Robi Axiata, the country’s second-largest mobile operator, saw a remarkable 203 per cent escalation of profit in the nine months, on increased data revenue and reduced expenses in foreign currency transactions.

“We have invested continuously in network expansion and brought about changes in our sales and distribution,” said Mohammed Shahedul Alam, chief corporate officer of Robi Axiata.

British American Tobacco (BAT) Bangladesh witnessed a slowdown in its profit growth in the first nine months of 2023 mainly due to higher raw material prices and operating costs.

The tobacco market leader’s net profit grew 2.4 per cent while its net revenue after deduction of supplementary duty and value added tax (VAT) rose 10 per cent in the nine months.

Higher production costs, soaring operating expenses and increased tax payments have impacted the earnings growth, the company said.

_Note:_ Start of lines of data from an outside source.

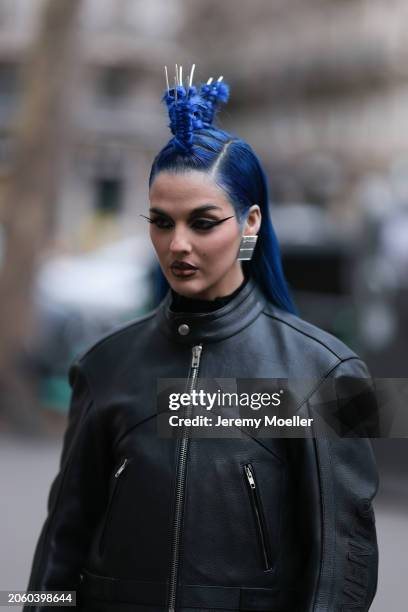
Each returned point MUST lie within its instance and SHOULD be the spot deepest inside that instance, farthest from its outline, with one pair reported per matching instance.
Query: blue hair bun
(213, 94)
(190, 110)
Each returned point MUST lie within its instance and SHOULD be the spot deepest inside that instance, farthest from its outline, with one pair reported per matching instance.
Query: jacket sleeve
(76, 498)
(338, 480)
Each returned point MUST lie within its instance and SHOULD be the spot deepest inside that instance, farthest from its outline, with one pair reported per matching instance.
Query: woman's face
(196, 234)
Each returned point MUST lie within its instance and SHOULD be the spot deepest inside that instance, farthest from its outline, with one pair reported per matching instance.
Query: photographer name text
(266, 421)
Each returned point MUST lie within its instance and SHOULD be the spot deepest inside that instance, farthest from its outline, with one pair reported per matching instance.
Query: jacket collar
(194, 327)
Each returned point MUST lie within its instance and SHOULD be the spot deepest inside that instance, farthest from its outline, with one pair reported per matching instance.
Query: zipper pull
(249, 476)
(195, 362)
(122, 467)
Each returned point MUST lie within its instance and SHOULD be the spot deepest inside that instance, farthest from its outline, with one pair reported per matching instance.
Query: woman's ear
(253, 221)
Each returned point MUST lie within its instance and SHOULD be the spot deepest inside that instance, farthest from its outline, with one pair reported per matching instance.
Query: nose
(180, 242)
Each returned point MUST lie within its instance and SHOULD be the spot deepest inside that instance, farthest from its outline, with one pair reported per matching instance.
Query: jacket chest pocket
(115, 490)
(258, 516)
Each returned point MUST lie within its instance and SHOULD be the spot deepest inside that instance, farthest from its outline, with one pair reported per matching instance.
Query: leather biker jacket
(138, 522)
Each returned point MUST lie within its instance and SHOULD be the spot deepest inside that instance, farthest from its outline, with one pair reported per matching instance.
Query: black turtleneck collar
(191, 328)
(180, 303)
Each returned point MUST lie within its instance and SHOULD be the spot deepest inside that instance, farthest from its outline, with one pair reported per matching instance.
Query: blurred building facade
(318, 88)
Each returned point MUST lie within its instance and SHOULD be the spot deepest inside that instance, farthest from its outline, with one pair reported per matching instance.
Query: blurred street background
(320, 90)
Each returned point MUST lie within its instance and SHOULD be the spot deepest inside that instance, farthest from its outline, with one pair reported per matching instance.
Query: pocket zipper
(259, 518)
(118, 472)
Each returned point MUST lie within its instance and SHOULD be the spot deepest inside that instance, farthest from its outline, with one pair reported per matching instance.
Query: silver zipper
(109, 509)
(257, 506)
(180, 484)
(121, 468)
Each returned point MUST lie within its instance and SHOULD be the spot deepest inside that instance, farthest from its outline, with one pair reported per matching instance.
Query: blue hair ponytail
(233, 165)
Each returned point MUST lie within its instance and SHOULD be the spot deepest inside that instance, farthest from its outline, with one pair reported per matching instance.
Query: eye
(204, 224)
(160, 222)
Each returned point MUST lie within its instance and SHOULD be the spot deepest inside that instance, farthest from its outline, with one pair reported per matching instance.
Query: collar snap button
(183, 329)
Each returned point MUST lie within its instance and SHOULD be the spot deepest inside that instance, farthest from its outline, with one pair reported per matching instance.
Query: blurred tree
(31, 195)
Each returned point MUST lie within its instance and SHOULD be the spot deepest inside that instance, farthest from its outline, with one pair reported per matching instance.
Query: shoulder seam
(125, 327)
(300, 331)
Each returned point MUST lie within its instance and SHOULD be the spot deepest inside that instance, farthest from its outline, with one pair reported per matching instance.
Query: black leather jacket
(142, 523)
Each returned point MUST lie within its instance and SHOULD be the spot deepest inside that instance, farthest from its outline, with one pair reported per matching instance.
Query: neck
(180, 303)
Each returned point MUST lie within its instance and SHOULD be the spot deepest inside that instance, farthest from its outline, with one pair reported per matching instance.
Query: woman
(144, 522)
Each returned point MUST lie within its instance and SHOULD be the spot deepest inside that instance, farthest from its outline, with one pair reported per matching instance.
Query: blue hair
(235, 168)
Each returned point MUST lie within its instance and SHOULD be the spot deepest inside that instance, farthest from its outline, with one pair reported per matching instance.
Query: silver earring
(246, 247)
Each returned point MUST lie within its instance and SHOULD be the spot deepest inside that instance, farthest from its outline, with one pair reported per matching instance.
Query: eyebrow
(193, 213)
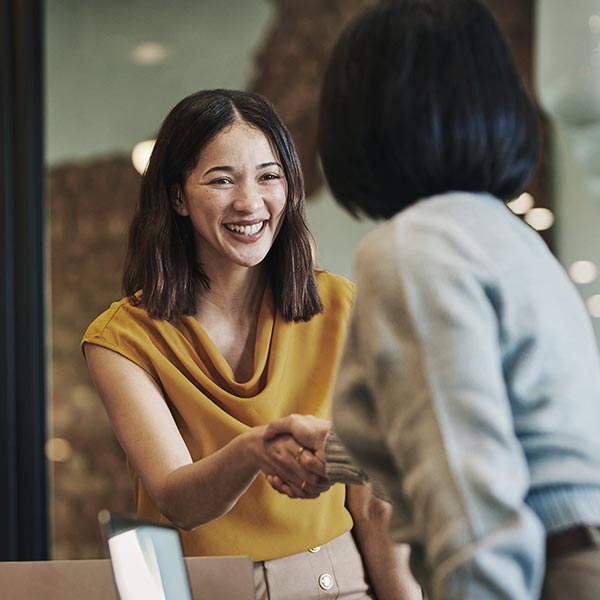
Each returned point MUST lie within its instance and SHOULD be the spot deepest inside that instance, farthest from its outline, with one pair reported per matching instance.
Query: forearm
(209, 488)
(386, 563)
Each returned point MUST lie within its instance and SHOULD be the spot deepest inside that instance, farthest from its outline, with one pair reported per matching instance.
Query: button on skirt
(334, 570)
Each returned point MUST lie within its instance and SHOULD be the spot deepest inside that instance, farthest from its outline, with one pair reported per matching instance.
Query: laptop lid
(146, 558)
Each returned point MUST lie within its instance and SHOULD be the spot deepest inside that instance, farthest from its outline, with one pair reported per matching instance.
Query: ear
(178, 202)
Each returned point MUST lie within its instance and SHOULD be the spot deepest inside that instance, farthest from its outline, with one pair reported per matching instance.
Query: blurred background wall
(113, 71)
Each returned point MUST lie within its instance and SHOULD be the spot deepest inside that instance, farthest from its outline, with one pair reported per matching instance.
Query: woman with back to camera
(226, 326)
(469, 388)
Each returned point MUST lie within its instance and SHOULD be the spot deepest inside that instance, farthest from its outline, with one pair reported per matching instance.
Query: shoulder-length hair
(161, 259)
(422, 97)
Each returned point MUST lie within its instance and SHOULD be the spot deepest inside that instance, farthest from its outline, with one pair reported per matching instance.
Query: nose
(248, 199)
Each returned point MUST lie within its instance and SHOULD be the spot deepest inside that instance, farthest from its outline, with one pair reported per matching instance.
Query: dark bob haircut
(161, 260)
(422, 97)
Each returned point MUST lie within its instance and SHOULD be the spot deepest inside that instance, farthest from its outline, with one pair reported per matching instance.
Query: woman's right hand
(294, 469)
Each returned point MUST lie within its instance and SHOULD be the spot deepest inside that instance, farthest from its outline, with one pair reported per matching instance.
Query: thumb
(276, 428)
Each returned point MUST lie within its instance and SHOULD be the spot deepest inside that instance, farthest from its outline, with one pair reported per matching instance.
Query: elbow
(182, 511)
(367, 508)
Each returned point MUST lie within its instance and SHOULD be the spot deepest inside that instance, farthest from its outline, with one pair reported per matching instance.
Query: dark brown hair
(161, 260)
(422, 97)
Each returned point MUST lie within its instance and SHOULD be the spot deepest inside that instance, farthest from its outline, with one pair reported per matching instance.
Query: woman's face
(235, 198)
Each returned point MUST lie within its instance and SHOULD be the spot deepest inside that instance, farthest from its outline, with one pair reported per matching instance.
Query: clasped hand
(295, 446)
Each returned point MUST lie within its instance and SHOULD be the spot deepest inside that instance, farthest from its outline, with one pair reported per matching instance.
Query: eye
(221, 181)
(270, 176)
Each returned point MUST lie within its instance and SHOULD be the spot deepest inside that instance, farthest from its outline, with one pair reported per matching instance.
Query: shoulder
(120, 321)
(440, 230)
(334, 289)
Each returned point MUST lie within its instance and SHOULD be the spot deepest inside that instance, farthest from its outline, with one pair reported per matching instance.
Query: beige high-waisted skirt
(334, 570)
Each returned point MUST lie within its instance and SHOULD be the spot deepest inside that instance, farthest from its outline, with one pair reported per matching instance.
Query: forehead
(238, 142)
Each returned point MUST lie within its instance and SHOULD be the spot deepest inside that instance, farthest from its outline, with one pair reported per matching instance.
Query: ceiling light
(593, 304)
(140, 155)
(149, 53)
(521, 204)
(583, 271)
(539, 218)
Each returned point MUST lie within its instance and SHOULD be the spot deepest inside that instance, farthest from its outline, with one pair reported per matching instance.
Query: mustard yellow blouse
(294, 370)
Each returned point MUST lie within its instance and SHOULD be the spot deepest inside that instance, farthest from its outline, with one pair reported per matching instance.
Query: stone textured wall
(291, 63)
(90, 206)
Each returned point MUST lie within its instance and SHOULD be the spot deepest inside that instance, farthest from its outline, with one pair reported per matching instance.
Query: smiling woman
(235, 198)
(223, 306)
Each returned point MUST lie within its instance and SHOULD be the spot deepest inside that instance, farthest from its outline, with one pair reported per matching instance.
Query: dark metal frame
(23, 468)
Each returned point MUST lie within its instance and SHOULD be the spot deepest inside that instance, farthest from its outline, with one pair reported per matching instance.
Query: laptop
(146, 558)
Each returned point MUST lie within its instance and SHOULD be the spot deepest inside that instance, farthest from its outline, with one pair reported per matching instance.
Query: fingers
(304, 490)
(297, 466)
(312, 464)
(277, 427)
(308, 430)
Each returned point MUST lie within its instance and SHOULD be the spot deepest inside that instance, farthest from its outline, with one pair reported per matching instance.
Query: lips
(245, 229)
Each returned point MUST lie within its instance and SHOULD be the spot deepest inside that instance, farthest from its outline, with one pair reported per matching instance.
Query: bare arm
(188, 493)
(386, 563)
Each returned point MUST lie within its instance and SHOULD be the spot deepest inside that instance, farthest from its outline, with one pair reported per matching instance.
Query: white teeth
(246, 229)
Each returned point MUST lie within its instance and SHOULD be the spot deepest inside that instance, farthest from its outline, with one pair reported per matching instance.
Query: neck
(235, 291)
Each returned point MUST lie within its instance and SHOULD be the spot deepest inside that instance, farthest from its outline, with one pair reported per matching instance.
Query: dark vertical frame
(23, 472)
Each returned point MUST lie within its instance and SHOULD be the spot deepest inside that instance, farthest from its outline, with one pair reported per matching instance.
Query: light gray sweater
(470, 388)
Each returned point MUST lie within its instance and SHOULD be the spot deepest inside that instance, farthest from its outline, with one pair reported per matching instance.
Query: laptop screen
(146, 559)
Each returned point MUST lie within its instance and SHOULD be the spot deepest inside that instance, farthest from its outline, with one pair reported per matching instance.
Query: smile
(245, 229)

Reckitt Benckiser has reported a 21 per cent higher profit
year-on-year for the period, as there was a jump in revenue and finance income and a reduction in marketing and operating expenses.

Unilever Consumer Care reported around 26 per cent profit growth in January-September this year despite a 6 per cent revenue drop as Horlicks maker managed to cut 38 per cent operating expenses.

Despite having a decline in revenue earnings, Berger Paints somehow managed to secure a marginal year-on-year growth in profit in the nine months.

Ms Rupali Chowdhury, managing director of Berger Paints, said foreign exchange loss was much higher this year compared to the previous year.

“Our company somehow was able to make a marginal growth in profit amid adverse impacts created by a decline in the demands for [our] products and currency devaluation,” Ms Chowdhury said.

Marico’s profit grew at a higher pace than revenue, as the consumer goods manufacturer successfully reduced the cost of sales and elevated finance income.

Marico recovered from last year’s negative net finance income and posted gains this year.

Meanwhile, Linde’s profit nosedived 35 per cent year-on-year to Tk 0.48 billion in January-September mainly due to lower sales and a sharp devaluation of the local currency against the US dollar.

Linde did good business in 2021, particularly in the medical segment, as the need for oxygen shot up to help Covid patients dealing with breathing distress in hospitals.

RAK Ceramics, the country’s largest and renowned tiles and sanitary ware maker’s profit dropped 25 per cent, owing to energy price hikes and increased production costs.